Consensus phylogenetic tree derived from the 16S rRNA gene sequences showing the relationship of strain MG with the type strains of the species with valid names of the genus Acidithiobacillus and Thermithiobacillus, the only other known genus in the Class. The gammaproteobacterium Methylococcus capsulatus ACM 3302 was used as outgroup. Bootstrap values are indicated at the respective nodes in the consensus tree derived from ML, NJ and BI phylogenetic treeing algorithms. Scale bar: 0.07% sequence divergence
Table 2.
Identities of the strain MG 16S rRNA gene to those of Acidithiobacillus type strains (from alignment of the regions between nucleotide coordinates 31 and 1488; sequences recovered from GenBank(nr) and RefSeq databases)

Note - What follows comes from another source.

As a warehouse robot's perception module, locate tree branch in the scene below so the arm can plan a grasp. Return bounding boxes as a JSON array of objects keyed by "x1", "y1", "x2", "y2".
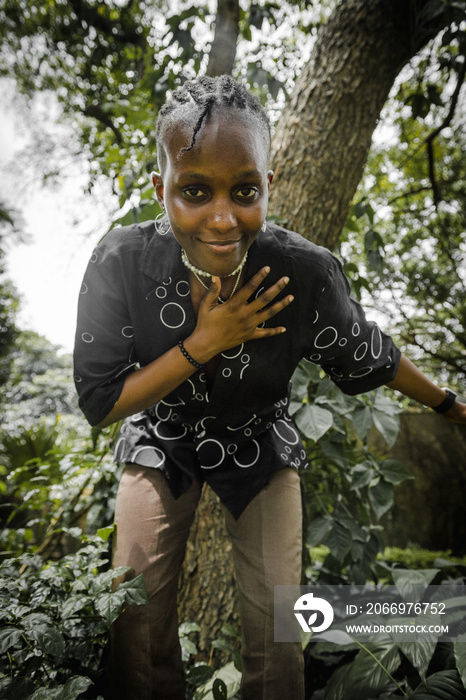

| Accession number | Species | % Identity |
|---|---|---|
| MN733279a; MG062778 | Strain MG | 100.00 |
| NR_147744 | Acidithiobacillus ferriphilusT | 98.87 |
| NR_108138 | Acidithiobacillus ferriduransT | 98.86 |
| AF465604 | Acidithiobacillus ferrooxidansT | 98.56 |
| NR_114620 | Acidithiobacillus ferrivoransT | 98.31 |
| NR_028982 | Acidithiobacillus albertensisT | 98.13 |
| NR_115265 | Acidithiobacillus thiooxidansT | 97.11 |
| KX426303 | Acidithiobacillus sulfuriphilusT | 97.14 |
| Z29975 | Acidithiobacillus caldusT | 95.63 |
a16S rRNA gene sequence retrieved from the MG strain genome using BARNAP (BAsic Rapid Ribosomal RNA Predictor version 0.9-dev)
Table 3.
Genomic relatedness indexes (%) calculated between strain MG and acidithiobacilli reference strains
| Accession no. | Strain | dDDHa | ANIbb | ANImb |
|---|---|---|---|---|
| WNJL01 | Strain MG DSM 107098T | 100.00 | 100.00 | 100.00 |
| NC_015942 | A. ferrivorans SS3 | 25.00 | 81.28 | 85.57 |
| LVXZ01 | A. ferriphilus BY0502 | 25.40 | 81.07 | 85.56 |
| NC_011761 | A. ferro-oxidans ATCC 23270T | 24.60 | 80.93 | 85.57 |
| NZ_AP018795 | A. ferridurans JCM18981 | 24.30 | 80.37 | 85.23 |
| RIZI01 | A. sulfuriphilus DSM 105150T | 21.80 | 74.75 | 86.20 |
| AF0H01 | A. thiooxidans ATCC 19377T | 19.80 | 74.24 | 84.82 |
| MOAD01 | A. albertensis DSM 14366T | 20.20 | 74.27 | 83.62 |
| CO005986 | A. caldus ATCC 51756T | 19.00 | 72.81 | 86.56 |
| AUIS01 | T. tepidarius DSM 3134T | 19.30 | 71.97 | 83.12 |
Phenotypic characteristics
Scanning electron microscopy showed attached cells and copious biofilms of sulfur-grown strain MG (Fig. 2a). A polar flagellum was observed during growth with tetrathionate (Fig. 2b). Flagellated cells swimming in tight groups were also observed, suggesting that strain MG has the capacity to swarm (data not shown). Motility was also observed during growth on ferrous iron.
Fig. 2.
Representative images of strain MG under substrate-attached and planktonic growth conditions. a Scanning electron microscopy (SEM) of strain MG attached on sulfur coupons during biofilm development. Scale bar, 1 µm. b Transmission electron microscopy (TEM) of a single motile cell showing a monopolar flagellum. Scale bar, 1 µm
In liquid media containing ferrous iron as sole electron donor, strain MG grew with a culture doubling time of between 6 and 7 h at an optimum temperature between 28 and 30 °C (Fig. 3a). Particle size analysis indicated little size change or aggregation of single and dividing cells over a temperature range of about 20 °C to at least 32 °C (Fig. 3a). Growth on ferrous iron was slightly slower at an initial culture medium pH of 2.0 than at pH 1.7 (data not shown). The mechanism of ferrous iron oxidation by strain MG could involve the rus operon, which is found in all of the iron-oxidizing acidithiobacilli, with key electron transport proteins rusticyanin and Cyc2 of strain MG sharing 94 and 85% amino acid identity respectively with those of A. ferrooxidansT (Norris et al. 2018).
Fig. 3.
Effect of temperature on growth of strain MG with ferrous iron as electron donor (a), and of pH with hydrogen as electron donor (b)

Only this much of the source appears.